Musibah banjir yang menimpa sebagian wilayah Jakarta seakan menjadi komoditas empuk bagi program penyiaran televisi. Sebut saja misalnya TV*ne, setiap hari selalu meng-update berita banjir ini. Dari menit ke menit seperti tidak lepas dari program pemberitaan. Di satu sisi memang baik, tapi di sisi yang lain bisa menimbulkan efek kekhawatiran yang mendalam bagi keluarga korban dan masyarakat lainnya. Keluarga saya yang ada di Kalimantan misalnya, acapkali menelpon atau sms untuk memastikan bahwa kami memang tidak termasuk korban banjir.
Sumber foto: batamtvnews.com |
Jangan sampai tujuan pemberitaan yang baik membuat orang menjadi trauma atau memiliki perasaan khawatir yang berlebihan Ini tentu tidak baik secara psikologis dan sosial. Media, khususnya lembaga penyiaran televisi sudah semestinya dapat menyajikan pemberitaan yang proporsional dan tidak berlebihan.

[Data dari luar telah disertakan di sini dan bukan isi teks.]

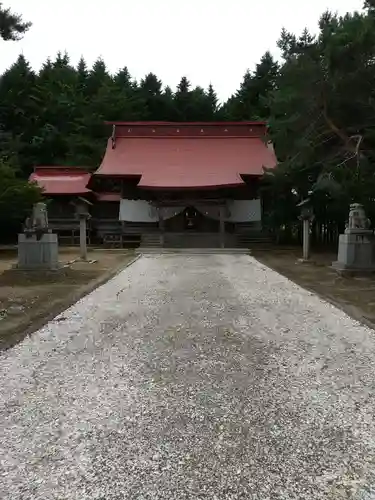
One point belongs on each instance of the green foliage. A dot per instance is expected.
(17, 197)
(322, 118)
(319, 102)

Komisi Penyiaran Indonesia (KPI) sebagai lembaga negara yang berwenang dalam mengurusi penyiaran publik batasan-batasan mengenai apa yang diperbolehkan dan atau tidak diperbolehkan berlangsung dalam proses pembuatan program siaran dan juga menetapkan batasan apa yang diperbolehkan dan atau yang tidak diperbolehkan ditayangkan dalam program siaran. Sudah seharusnya TV-TV yang ada di Indonesia melaksanakan ketentuan yang telah dibuat oleh KPI ini.

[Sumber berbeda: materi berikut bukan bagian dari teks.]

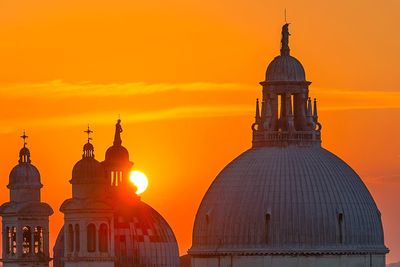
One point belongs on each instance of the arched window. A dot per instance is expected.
(91, 238)
(77, 238)
(267, 227)
(38, 247)
(70, 238)
(13, 240)
(26, 240)
(103, 238)
(8, 243)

Terkait peliputan bencana atau musibah, pada tahun 2004 KPI telah menetapkan lima ketentuan sebagai berikut:
1) peliputan subyek yang tertimpa musibah harus dilakukan dengan mempertimbangkan proses pemulihan korban dan keluarganya;
2) lembaga penyiaran tidak boleh menambah penderitaan orang yang sedang dalam kondisi gawat darurat, korban kecelakaan atau korban kejahatan, atau orang yang sedang berduka dengan cara memaksa, menekan, mengintimidasi orang bersangkutan untuk diwawancarai atau diambil gambarnya;
3) penyajian gambar korban yang sedang dalam kondisi menderita hanya dibolehkan dalam konteks yang dapat mendukung tayangan;
4) lembaga penyiaran harus menghormati peraturan mengenai akses media yang dibuat oleh rumah sakit atau institusi medis lainnya;
5) terhadap korban kejahatan seksual, lembaga penyiaran tidak boleh mewawancarai korban mengenai proses tindak asusila tersebut secara terperinci.
Ketentuan tersebut lebih berkaitan pada korban musibah. Dan lebih cenderung ditujukan kepada program penyiaran televisi. Akan tetapi, lima hal tersebut juga dapat diaplikasikan bagi jurnalis lain, semisal wartawan suratkabar. Bahkan seorang blogger pun sudah semestinya dapat menyesuaikan dengan kaidah yang ditetapkan untuk tujuan kebaikan bersama tersebut. Bukan begitu?